February 1, 2004 – Mammoth Mountain – Mammoth Lakes, California: It was another day of crystal meth and snowboarding. Eric was addicted to both. Ignoring the ski patrol’s warning that the mountain was closing because of an approaching blizzard, he planned to make one final run on a double-black diamond slope on the backside of the mountain before dark.

Eric had dressed lightly that day, expecting a high of 30 degrees. He wore only a light ski jacket, had removed the insulated liner from his ski pants, and wore cotton socks rather than water-resistant ones. He forgot to take his two-way radio with him, or let anyone know where he was going. However, he didn’t forget his little bag of white powder. And Eric made the critical mistake of underestimating the timing and severity of the storm. He got caught in a whiteout on the backside of the mountain at 11,000 feet.

Eric LeMarque was born in 1971 and grew up in Los Angeles. He started playing hockey at age 5 and dreamed of playing professional hockey for his favorite team, the Boston Bruins. At Northern Michigan University he was a standout player, and he went on to play four years of pro hockey in France then two more years in Germany. With dual citizenship, he played on the French hockey team in the 1995 Olympics in Lillehammer, Norway.

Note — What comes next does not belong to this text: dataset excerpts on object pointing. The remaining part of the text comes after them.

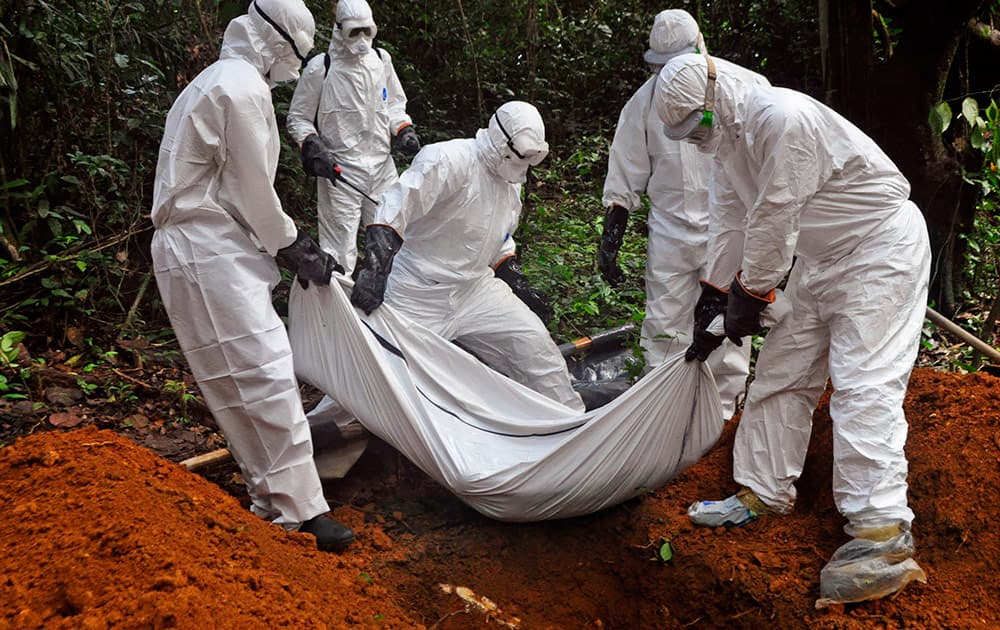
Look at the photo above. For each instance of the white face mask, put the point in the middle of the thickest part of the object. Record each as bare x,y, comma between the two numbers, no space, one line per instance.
359,45
707,143
513,170
284,70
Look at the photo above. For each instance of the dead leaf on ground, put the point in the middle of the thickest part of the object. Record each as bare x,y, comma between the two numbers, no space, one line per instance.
76,337
65,396
65,419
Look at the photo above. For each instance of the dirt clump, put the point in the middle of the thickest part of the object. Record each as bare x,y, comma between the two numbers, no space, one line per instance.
97,532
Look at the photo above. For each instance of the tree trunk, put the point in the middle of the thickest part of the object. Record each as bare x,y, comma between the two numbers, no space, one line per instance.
846,54
891,101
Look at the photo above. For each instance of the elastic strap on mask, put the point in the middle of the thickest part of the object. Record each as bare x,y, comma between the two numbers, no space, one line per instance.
709,113
510,140
284,34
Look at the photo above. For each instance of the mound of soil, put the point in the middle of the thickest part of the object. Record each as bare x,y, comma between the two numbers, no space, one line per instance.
97,532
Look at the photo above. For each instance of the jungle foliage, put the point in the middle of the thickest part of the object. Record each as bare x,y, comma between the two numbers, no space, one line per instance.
85,86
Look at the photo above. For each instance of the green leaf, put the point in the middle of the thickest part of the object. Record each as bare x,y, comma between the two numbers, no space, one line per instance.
81,226
970,110
666,552
940,117
976,139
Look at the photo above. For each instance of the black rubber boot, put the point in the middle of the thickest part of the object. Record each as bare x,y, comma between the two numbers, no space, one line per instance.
330,535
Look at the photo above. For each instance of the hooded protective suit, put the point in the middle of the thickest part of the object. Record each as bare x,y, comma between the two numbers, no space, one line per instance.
792,178
214,207
674,175
457,208
357,107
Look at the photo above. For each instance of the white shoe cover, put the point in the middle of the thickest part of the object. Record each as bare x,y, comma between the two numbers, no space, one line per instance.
730,512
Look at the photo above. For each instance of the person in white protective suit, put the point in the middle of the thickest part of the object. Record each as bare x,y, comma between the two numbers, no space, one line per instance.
219,230
445,231
347,108
792,178
675,177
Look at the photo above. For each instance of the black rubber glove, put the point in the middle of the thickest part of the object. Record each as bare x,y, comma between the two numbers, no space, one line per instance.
381,244
743,311
510,272
711,303
407,141
611,241
305,259
318,159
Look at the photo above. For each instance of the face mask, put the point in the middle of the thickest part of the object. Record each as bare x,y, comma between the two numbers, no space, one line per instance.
284,70
513,170
359,45
710,143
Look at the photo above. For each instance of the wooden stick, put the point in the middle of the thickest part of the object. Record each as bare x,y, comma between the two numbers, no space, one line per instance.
963,335
207,459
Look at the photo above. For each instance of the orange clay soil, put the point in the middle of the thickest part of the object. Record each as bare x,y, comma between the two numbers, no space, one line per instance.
97,532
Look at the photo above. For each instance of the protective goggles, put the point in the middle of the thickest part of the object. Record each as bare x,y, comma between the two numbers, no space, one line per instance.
357,32
284,34
533,157
698,125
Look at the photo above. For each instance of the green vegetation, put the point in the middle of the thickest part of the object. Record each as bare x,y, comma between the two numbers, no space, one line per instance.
84,92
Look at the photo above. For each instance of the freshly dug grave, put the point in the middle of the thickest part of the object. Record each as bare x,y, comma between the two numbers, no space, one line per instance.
97,532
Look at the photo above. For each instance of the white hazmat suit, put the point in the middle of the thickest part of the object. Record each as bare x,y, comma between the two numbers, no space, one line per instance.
792,178
214,208
456,210
675,177
356,105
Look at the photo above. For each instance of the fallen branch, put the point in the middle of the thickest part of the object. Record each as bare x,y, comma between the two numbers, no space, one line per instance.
963,335
71,254
134,380
207,459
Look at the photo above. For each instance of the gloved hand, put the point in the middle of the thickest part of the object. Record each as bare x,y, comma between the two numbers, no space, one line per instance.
318,159
510,272
305,259
743,311
711,302
407,142
381,244
611,241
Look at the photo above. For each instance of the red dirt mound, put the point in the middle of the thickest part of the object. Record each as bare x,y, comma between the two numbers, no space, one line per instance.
97,533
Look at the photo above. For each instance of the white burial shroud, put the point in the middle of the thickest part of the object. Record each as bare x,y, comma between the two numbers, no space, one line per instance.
505,450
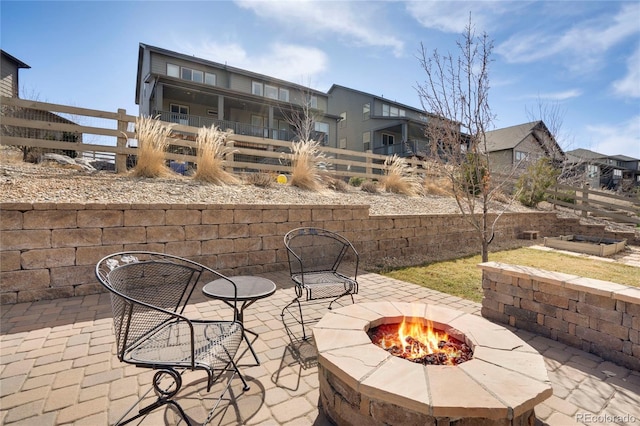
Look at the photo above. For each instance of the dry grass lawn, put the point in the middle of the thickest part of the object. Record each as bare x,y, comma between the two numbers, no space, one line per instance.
462,277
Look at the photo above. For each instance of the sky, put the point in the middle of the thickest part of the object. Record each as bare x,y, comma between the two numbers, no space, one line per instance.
574,63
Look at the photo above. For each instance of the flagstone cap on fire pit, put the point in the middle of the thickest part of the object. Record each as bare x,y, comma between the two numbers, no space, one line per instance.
505,378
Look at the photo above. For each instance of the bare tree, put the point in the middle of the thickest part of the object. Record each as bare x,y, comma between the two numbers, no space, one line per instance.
456,89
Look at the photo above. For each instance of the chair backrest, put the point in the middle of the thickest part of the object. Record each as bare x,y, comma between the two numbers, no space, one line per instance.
318,250
147,289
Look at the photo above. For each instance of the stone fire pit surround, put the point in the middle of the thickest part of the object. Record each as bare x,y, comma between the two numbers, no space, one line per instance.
361,382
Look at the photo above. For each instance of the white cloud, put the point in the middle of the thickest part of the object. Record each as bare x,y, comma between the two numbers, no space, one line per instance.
583,44
289,62
453,16
629,85
614,139
348,19
557,96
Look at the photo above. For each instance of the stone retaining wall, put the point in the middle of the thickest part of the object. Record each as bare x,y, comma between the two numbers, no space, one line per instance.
600,317
49,250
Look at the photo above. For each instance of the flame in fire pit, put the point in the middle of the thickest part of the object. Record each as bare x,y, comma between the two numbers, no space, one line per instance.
420,343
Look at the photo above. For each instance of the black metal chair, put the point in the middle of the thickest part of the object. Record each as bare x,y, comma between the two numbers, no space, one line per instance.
149,293
323,265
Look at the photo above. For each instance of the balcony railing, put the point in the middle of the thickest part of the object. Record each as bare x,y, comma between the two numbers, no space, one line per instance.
404,149
237,127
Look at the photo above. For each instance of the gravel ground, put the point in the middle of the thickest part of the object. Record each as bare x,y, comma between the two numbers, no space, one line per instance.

In 2000, Eric retired from hockey at age 30 and got a sales job with Easton Sports, a large sporting goods company. But he missed the glamour of professional hockey and a year later, he quit and found two new addictions – crystal meth and snowboarding. Gaunt and hollow-eyed, he lost a lot of weight and was arrested once for possession.

By the time Eric got lost in the blizzard in February 2004, he was doing meth almost daily. He spent the first night of the storm shivering in the snow. At daylight, he started hiking, thinking he knew the direction to the lodge. He didn’t – his trek in the thigh-deep snow took him in the opposite direction.

By the third day, Eric’s feet were black and frozen. He knew that if he survived, he would lose them. The fourth night brought colder temperatures and another storm. Starved, frozen, exhausted and in meth withdrawal, Eric prayed for the first time in a long time. He prayed that someone would realize he was missing.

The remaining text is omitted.